Pendant qu’on choisissait notre bouffaille, une habituée plus maigre que mon doigt est rentrée en saluant tout le monde. Elle avait trouvé un travail ! Applaudissements du patron et des clients qui attendaient leur sandwich. La petite black, après avoir scruté ce qui restait derrière la vitre dégoulinante, trouva de quoi et, serrant ses points mal manucurés cria à nouveau « I got a job !». Elle paya puis sortit comme elle était venue. Deux petits blanc du deuxième mouvement hipster sont rentrés, paniqués, en demandant à tout le monde à qui était le vélo dehors, un mec venait d’emporter la selle ! Oh putain, surprise de la tenancière, haussement d’épaule de toute la file, puis la black qui rentre juste sa tête dans le bouclar pour rassurer tout le monde : c’était son vélo au gars ! Vérité ou solidarité des locaux contre un con de touriste qui laisse traîner son beau vélo ? On ne le saura jamais, mais la tête des deux émotifs quand la patronne s’est foutu de leurs gueules valait toutes les selles du monde.
Une fois sur la terrasse, j’ai mangé… côtelettes et dirty rice (un riz cajun) avec salade de patate et haricots verts. Miam miam mes 7,5$.
On a poursuivi la balade dans le quartier. C’est là qu’on a vu le plus de « X Code ». Ce sont des graffitis posés sur les maisons par les équipe de secours après Katrina. Un gros X avec des codes dans chaque branches qui permettait de savoir rapidement si la maison avait déjà été fouillée ; combien de personnes y avaient été trouvées, vivantes ou mortes ; et les dangers qui pouvaient rester à l’intérieur. Ça évitait de fouiller une baraque deux fois, et de te retrouver pris dans une mer de rats.
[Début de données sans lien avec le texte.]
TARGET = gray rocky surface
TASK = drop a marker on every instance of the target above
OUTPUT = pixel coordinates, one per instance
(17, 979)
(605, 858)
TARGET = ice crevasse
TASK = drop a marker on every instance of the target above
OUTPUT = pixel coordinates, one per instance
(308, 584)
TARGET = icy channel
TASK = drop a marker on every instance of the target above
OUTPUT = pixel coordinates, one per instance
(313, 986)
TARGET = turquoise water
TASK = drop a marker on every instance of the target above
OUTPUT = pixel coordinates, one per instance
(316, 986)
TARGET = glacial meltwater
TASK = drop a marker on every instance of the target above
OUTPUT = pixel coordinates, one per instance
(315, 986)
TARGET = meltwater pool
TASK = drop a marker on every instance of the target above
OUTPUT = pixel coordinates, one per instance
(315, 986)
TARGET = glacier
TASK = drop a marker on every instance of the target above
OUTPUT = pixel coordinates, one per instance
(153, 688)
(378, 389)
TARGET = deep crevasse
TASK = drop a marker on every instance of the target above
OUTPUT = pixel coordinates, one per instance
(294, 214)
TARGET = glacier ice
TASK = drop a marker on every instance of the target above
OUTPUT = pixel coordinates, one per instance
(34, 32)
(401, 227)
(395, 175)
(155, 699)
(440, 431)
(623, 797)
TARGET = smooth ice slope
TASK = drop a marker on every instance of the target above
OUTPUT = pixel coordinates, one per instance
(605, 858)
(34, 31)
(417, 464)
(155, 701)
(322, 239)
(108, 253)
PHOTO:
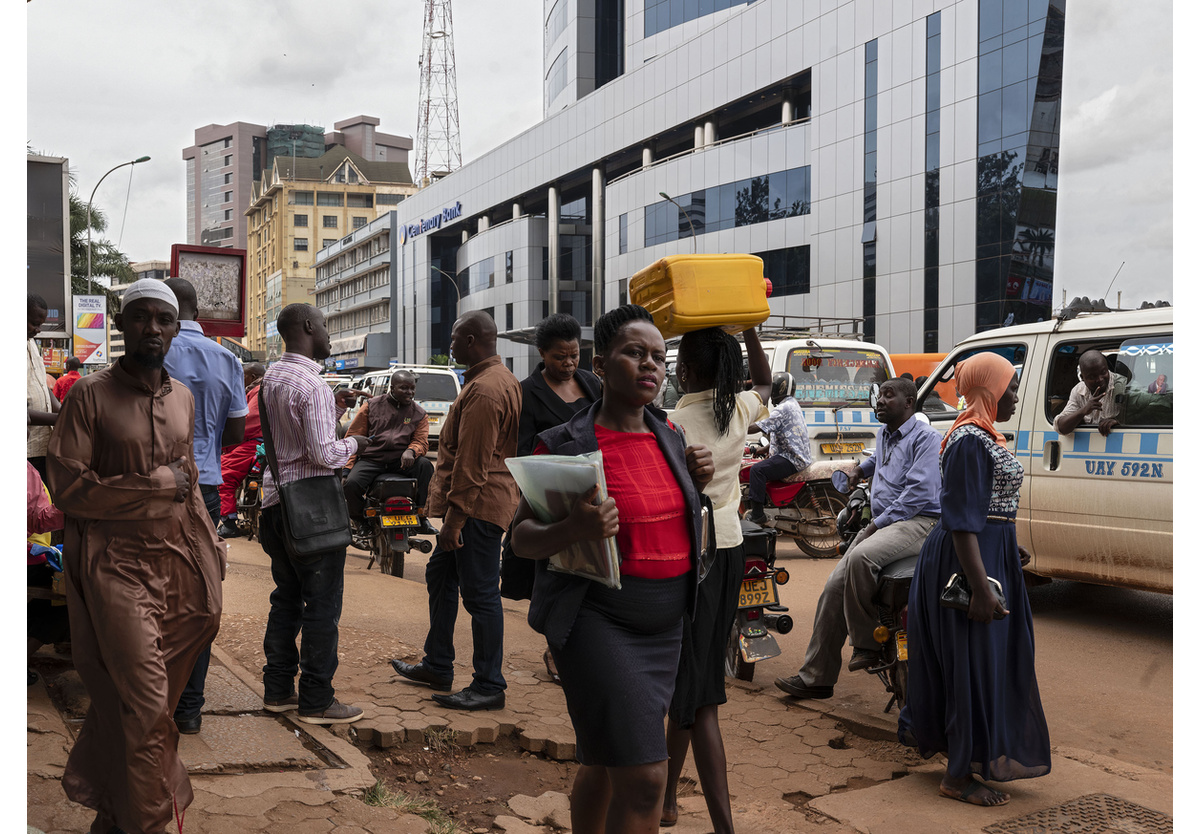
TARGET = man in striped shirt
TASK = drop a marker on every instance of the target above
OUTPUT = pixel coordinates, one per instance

Chacun, peu importe sa classe, a retrouvé une de ces croix sur sa maison. Alors quand il y a inscrit le nombre de tes morts dessus, t’as pas forcément envie de voir toute l’Amérique s’en tapisser la feed Instagram. Pourtant ç’est devenu un symbole artistique, et sans en chercher on voit encore quelques une de ces cicatrices. Certaines originales peintes à la bombe ou d’autres reproduites de façon plus ou moins artistique.